Egil smiled but it was halfhearted. “Now who’s saying profound things? And you’re right. They do irritate. Irk, too.”
“I don’t know what I want. It’s always the next thing, something I don’t have. What do you want, Egil?”
Egil’s expression fell. He stared into his empty tankard. “I want to forget, Nix. That’s what I want.”
Nix flashed on Egil’s weeping face in Blackalley, his teary apologies to his daughter and wife. There was nothing Nix could say so he put his hand on his friend’s shoulder, just for a moment.
“So, drunk, then,” Nix said, trying to lighten the mood. “Where’s Gadd? Gadd!”
Egil sat up and exhaled, as though exorcising a ghost. He thumped his fist on the bar and called into the taproom in the back. “Return to your altar, priest. Bring forth libations.”
“Libations?” Nix said, and tapped Egil’s tankard with his own. “Nice.”
Gadd hurried out of the taproom, his eyes wide, white, and alarmed in his narrow, hawkish face.
Egil and Nix were on their feet at once.
“What is it?” Nix asked.
Gadd rushed forward and grabbed them by their wrists. “Come!

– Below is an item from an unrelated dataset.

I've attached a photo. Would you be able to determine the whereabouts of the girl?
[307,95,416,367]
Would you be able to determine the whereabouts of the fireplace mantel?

Rose hurt!”
At first the words didn’t register with Nix. “Rose? Our Rose?”
“Where’s Merelda?” Egil said, and grabbed Gadd by his thin, tattooed arm. “Speak, man.”
“She’s with Rose,” Gadd said, and shook himself loose.
Egil and Nix both leaped over the bar. Nix grabbed his dagger out of Hyram Mung’s eye as he ran by. They hurried through the taproom, the storeroom, and out into the fenced area in the back of the Tunnel, littered with old barrels, a bucket, an old door, and the weekly rubbish pile. The wooden gate was open to the street, where sat a rickety, open-topped, straw-filled wagon. Rose lay in the straw propped against a bale, still dressed in the elaborate green robes and costume jewelry she wore when performing readings in the Low Bazaar. Her eyes were closed and her head drooped and she looked to Nix like a broken flower. The sight of her so vulnerable hurt his heart.